Krista Colburn remembered back to the fall of her freshman year in 2004. She’d moved from Mukilteo to Los Angeles and enrolled at UCLA. She was trying to fit in to one of the nation’s best fastpitch programs. And she felt a little over her head.
“I felt homesick that entire fall,” Colburn said. “But they say as soon as you make it to Thanksgiving and you go home and catch your breath, you’re good after that. And I started to feel more comfortable.”
That showed during the spring, when Colburn won a place in the starting lineup for the Bruins and went on to help the team to second place in the Women’s College World Series, being named to the all-tournament team along the way. Colburn followed that by being named an Amateur Softball Association first-team All-American in helping the Schutt Hurricanes to the Women’s Major Nationals championship.
For her accomplishments, Colburn was chosen as The Herald’s Woman of the Year in Sports for 2005.
“Kristen came into this program with a sense of mystery, thinking ‘Can I really compete and be an impact player at this level?’ ” UCLA coach Sue Enquist said. “There were a lot of people who doubted she could come here and be successful. I’m so proud of how she came in and took the game by the horns and competed for a position, won it and sustained it. She was a huge contributor for us.”
Colburn went to UCLA, a 10-time national champion, after setting 11 school records at Kamiak and being named The Herald’s Player of the Year in 2004. Colburn won a spot in the Bruins’ lineup and stunned everyone by going 8-for-8 to start her career.
“I never expected to get all of the time I got last year,” Colburn said. “It’s nothing something that you expect as a freshman coming into UCLA. You hope for it, but you can’t expect it.”
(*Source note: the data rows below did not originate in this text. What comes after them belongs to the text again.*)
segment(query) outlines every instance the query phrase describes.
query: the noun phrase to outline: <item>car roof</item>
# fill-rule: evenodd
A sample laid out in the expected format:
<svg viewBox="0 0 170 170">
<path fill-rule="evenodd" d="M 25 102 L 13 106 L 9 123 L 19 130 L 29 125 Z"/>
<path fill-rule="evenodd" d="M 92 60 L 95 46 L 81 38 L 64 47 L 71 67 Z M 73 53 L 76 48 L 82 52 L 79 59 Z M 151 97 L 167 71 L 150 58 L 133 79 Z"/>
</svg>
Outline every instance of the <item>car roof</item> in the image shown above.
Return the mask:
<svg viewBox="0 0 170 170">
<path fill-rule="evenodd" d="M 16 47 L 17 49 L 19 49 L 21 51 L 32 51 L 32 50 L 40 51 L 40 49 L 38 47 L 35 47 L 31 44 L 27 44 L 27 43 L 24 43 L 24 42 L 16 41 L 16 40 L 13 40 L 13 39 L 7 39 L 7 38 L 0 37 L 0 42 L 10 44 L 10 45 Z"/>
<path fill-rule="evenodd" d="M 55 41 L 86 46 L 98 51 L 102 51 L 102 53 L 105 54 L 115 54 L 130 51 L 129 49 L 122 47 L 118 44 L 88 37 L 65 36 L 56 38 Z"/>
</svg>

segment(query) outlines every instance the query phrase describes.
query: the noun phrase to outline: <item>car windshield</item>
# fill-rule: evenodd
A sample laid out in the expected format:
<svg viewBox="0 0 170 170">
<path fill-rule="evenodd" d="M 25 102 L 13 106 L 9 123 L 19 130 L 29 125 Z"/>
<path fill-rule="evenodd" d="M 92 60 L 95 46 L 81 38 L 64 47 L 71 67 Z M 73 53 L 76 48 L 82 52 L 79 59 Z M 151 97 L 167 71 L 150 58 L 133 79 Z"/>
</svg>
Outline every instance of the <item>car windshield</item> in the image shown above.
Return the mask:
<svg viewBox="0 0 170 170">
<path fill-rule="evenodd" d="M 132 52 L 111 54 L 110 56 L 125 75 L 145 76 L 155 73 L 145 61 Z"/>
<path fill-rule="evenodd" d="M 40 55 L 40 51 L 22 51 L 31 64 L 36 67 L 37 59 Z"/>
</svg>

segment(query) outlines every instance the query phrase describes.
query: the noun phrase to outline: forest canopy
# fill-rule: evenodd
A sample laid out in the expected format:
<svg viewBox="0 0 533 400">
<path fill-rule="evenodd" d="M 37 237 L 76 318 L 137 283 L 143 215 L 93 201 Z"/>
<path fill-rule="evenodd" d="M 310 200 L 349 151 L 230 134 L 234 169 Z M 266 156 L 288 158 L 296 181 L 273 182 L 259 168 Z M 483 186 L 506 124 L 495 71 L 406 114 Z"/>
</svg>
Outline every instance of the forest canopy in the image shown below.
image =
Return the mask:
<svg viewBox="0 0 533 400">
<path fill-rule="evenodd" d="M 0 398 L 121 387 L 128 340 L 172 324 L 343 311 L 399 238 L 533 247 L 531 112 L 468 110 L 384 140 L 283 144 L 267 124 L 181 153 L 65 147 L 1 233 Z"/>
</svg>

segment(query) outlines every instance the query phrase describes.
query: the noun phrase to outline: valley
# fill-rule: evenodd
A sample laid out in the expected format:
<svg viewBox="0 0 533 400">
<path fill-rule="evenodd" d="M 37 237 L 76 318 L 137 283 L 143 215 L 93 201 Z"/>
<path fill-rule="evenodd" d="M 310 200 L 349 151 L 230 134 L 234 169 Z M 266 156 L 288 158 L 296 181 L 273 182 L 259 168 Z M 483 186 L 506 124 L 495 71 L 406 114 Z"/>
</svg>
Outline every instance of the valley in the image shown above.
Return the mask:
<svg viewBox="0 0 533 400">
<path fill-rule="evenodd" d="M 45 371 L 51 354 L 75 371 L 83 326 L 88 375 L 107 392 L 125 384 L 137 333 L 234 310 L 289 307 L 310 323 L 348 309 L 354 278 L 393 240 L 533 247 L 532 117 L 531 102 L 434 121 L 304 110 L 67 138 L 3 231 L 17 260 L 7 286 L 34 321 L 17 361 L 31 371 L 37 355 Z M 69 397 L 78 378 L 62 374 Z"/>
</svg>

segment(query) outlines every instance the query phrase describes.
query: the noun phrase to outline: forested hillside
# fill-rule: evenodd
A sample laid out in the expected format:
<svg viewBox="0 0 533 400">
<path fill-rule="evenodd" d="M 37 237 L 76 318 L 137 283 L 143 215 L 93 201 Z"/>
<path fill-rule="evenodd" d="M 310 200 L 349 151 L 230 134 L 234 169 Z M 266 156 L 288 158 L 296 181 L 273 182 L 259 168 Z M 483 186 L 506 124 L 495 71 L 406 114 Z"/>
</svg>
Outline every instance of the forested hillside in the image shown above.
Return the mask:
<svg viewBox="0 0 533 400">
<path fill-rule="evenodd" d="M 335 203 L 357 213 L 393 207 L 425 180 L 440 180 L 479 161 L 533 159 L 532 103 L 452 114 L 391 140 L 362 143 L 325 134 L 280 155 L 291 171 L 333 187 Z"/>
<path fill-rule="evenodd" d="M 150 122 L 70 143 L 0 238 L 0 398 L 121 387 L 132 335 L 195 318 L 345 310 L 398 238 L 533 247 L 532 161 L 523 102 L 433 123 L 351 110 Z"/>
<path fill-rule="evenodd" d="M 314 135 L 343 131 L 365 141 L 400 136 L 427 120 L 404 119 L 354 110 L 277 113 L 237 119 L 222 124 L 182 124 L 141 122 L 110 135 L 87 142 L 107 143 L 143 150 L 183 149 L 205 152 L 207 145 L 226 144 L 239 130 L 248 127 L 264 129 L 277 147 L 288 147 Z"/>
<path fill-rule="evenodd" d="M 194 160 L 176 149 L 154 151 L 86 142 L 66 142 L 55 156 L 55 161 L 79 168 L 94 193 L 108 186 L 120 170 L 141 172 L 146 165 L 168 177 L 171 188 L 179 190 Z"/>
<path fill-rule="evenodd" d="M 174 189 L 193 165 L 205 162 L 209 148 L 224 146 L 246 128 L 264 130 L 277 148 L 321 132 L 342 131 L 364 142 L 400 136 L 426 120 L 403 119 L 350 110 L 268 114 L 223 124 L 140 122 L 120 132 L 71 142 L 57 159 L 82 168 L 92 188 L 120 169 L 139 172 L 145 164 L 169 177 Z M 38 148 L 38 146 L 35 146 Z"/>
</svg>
Colburn ended up playing every day, usually in right field or left field. She hit .294 with three home runs and 20 RBI hitting near the bottom of the lineup. She was versatile enough that she also pitched three games, going 2-0 and tossing a shutout. Her highlight in a season in which the Bruins went 40-20 was getting the game-winning hit over Cal in her first College World Series game.
“My first at-bat of the World Series, my legs were shaking I was so nervous,” Colburn said. “But you look around and see that your teammates are calm and you feed off of that. As a young player, you see that your teammates aren’t nervous and realize you shouldn’t be nervous. After that, I was really relaxed.”
“There’s a perception that if you don’t come from Southern California or are not on one of the two most popular under-18 teams, you aren’t destined for greatness,” Enquist said. “But Kristen comes from a family that has the mindset of championship greatness. We saw that from her, and so that’s why I wasn’t surprised by anything she did.”
Colburn followed up her freshman year with an even better sophomore season, which just came to an end when UCLA was knocked out of the World Series by Northwestern, ending its season with a 50-9 record. Hitting second in the order as the regular right fielder, Colburn batted .283 with four triples, seven home runs and 39 RBI.
“She did a terrific job for us,” Enquist said. “I don’t know anyone who can hit inside-out better than her, and I’ve seen a lot of players. She has an incredible drive to get better every day, and that’s huge.”
“This year was easier because I knew the drill, I knew how to handle my time better,” said Colburn, who is also excelling academically. “I was counted on a lot more, and I embraced that. I’m having a great time with the whole experience.”